720 ABC Perth - History

History

See also: History of the Australian Broadcasting Corporation and ABC Local Radio

6WF transmitted its first broadcast on Wednesday 4 June 1924. It was originally owned by Westralian Farmers Co-operative, and operated from a studio in the Westralian Farmers building in Perth. The Premier of Western Australia, Philip Collier made a speech on-air to mark the opening of the station.

The station was equipped with a transmitter that was the most powerful allowed under Commonwealth regulations. It was intended as a source of "information and entertainment to rural areas". The station's original broadcast footprint covered most of the state of Western Australia. In 1929 the radio station was sold to the Australian Broadcasting Company. As a result the radio station moved from the Westralian Farmers buildings to the ESA Bank building on the corner of Hay and Milligan Streets in Perth. When the Australian Broadcasting Commission was founded in 1932, 6WF became part of the national network.

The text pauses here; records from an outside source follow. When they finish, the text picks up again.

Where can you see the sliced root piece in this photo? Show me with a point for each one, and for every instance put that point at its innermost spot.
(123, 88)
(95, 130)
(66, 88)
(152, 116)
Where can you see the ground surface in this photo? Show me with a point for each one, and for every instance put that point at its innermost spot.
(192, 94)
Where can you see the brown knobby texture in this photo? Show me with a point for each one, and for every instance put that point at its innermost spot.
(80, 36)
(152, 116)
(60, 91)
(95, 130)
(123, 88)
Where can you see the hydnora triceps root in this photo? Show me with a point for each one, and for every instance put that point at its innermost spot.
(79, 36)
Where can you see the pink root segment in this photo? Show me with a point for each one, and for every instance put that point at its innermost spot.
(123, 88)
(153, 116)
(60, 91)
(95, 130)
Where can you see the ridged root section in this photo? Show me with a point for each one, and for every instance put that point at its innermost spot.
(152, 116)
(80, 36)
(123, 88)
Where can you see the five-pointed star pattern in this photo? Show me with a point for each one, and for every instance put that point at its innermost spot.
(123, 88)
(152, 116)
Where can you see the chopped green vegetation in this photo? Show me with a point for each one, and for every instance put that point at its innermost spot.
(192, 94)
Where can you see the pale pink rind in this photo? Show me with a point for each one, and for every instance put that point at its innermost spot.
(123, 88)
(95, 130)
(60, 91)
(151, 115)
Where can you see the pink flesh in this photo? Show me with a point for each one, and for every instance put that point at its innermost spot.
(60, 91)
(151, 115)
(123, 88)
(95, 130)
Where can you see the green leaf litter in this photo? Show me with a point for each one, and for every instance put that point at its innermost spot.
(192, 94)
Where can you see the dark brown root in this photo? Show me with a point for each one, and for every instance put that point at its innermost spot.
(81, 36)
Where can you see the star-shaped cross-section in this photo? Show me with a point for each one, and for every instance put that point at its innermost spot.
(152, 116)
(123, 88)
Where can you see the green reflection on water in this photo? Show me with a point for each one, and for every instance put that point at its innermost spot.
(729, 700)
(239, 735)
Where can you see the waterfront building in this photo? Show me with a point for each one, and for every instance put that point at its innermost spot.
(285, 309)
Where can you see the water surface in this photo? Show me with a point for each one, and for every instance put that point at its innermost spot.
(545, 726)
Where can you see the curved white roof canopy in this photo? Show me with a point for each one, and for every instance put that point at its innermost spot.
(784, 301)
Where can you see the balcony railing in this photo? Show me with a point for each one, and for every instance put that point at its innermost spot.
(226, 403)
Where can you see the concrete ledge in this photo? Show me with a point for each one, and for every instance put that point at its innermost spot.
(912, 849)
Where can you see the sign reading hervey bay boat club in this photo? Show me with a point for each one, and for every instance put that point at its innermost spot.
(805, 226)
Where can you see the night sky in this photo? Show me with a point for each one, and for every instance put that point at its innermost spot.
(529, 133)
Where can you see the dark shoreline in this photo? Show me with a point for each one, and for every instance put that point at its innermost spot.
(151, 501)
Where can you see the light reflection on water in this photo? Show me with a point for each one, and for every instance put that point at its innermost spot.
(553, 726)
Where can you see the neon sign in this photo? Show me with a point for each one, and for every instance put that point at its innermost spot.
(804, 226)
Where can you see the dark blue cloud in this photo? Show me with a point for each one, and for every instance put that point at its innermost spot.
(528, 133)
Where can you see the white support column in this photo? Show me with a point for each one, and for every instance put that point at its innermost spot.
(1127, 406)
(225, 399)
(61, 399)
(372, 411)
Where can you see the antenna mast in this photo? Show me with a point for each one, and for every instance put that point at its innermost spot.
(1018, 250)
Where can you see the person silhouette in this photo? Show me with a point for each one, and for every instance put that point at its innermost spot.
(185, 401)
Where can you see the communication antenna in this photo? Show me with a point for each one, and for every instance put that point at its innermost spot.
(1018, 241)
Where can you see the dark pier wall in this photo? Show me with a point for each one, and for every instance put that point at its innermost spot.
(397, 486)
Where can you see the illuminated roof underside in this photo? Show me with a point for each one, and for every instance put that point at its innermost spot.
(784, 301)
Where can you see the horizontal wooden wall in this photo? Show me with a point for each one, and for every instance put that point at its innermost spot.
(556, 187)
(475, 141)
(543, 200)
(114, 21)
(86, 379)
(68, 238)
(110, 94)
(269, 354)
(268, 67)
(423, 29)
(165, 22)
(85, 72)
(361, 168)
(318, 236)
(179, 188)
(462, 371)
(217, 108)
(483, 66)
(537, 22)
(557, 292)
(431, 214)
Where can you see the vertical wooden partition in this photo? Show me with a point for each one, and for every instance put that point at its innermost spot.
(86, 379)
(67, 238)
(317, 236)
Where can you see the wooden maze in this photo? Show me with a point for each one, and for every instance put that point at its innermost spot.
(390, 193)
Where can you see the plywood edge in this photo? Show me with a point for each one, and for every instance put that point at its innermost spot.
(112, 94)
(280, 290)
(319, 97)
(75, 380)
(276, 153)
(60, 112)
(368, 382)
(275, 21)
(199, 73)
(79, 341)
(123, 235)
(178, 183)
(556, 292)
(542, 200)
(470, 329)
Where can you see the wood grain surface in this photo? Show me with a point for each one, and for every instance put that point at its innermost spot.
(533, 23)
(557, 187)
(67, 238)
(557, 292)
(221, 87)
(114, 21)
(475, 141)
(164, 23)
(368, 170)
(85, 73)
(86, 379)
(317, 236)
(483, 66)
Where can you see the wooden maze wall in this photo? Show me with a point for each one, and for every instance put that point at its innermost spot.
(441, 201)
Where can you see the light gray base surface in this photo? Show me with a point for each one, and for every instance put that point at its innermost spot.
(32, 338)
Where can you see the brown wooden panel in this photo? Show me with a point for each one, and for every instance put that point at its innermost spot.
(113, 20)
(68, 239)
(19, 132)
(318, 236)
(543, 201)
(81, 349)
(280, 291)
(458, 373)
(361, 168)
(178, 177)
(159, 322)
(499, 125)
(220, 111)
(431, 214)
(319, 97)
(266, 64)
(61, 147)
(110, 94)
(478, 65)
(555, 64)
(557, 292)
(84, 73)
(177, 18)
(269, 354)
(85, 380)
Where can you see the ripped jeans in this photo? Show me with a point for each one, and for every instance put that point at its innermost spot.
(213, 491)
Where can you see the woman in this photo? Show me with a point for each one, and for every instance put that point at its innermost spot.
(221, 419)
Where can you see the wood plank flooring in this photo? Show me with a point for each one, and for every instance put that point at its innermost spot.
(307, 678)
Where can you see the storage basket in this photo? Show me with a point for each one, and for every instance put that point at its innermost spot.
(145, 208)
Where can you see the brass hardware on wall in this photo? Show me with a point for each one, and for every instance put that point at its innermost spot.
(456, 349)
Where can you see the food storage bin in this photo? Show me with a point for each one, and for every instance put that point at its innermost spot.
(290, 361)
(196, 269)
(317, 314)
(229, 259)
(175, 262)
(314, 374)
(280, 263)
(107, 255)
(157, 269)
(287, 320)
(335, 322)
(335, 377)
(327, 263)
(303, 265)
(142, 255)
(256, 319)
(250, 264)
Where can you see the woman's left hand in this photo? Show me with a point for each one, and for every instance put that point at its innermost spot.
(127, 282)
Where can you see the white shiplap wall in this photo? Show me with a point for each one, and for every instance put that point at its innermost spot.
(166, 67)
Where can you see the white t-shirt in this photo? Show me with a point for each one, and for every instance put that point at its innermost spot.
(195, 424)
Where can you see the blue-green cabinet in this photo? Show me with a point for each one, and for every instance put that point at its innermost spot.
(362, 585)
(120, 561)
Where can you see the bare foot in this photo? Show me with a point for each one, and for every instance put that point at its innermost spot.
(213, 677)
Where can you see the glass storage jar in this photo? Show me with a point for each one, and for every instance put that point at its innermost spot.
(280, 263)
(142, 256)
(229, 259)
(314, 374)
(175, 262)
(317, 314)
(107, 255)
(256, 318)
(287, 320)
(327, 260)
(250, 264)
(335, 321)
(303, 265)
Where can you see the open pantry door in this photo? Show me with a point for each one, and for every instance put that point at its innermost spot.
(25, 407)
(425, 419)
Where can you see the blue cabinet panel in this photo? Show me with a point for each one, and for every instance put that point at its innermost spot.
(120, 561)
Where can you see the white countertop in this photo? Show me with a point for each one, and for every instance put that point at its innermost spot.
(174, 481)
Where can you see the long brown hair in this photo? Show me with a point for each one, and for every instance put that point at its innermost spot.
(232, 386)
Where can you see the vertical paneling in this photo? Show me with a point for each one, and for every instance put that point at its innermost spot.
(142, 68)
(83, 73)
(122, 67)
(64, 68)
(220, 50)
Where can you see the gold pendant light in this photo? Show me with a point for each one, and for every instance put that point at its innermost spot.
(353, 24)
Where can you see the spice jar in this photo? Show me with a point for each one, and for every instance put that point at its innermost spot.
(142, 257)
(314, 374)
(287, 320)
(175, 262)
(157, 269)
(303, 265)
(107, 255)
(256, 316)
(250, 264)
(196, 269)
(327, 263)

The station moved again in 1937 to the Stirling Institute building located in the Supreme Court Gardens, St Georges Terrace. Despite the fact the building had been built 21 years earlier as a temporary structure it became the home of 6WF for the next 23 years.

In 1960 a specially built 23 studio building complex was completed at 191 Adelaide Terrace and the station moved there during that year. This building was to provide the home for the Western Australian Symphony Orchestra for a number of years, running alongside three separate radio stations.

These buildings lasted 45 years, until it was decided that new buildings must be built. A site was commissioned and the radio station moved to its new offices and studios in East Perth in March 2005.

The Adelaide Terrace site was sold to property developers in 2008 who have proposed demolishing the structure and erecting residential buildings. The transmission tower was demolished in January 2011.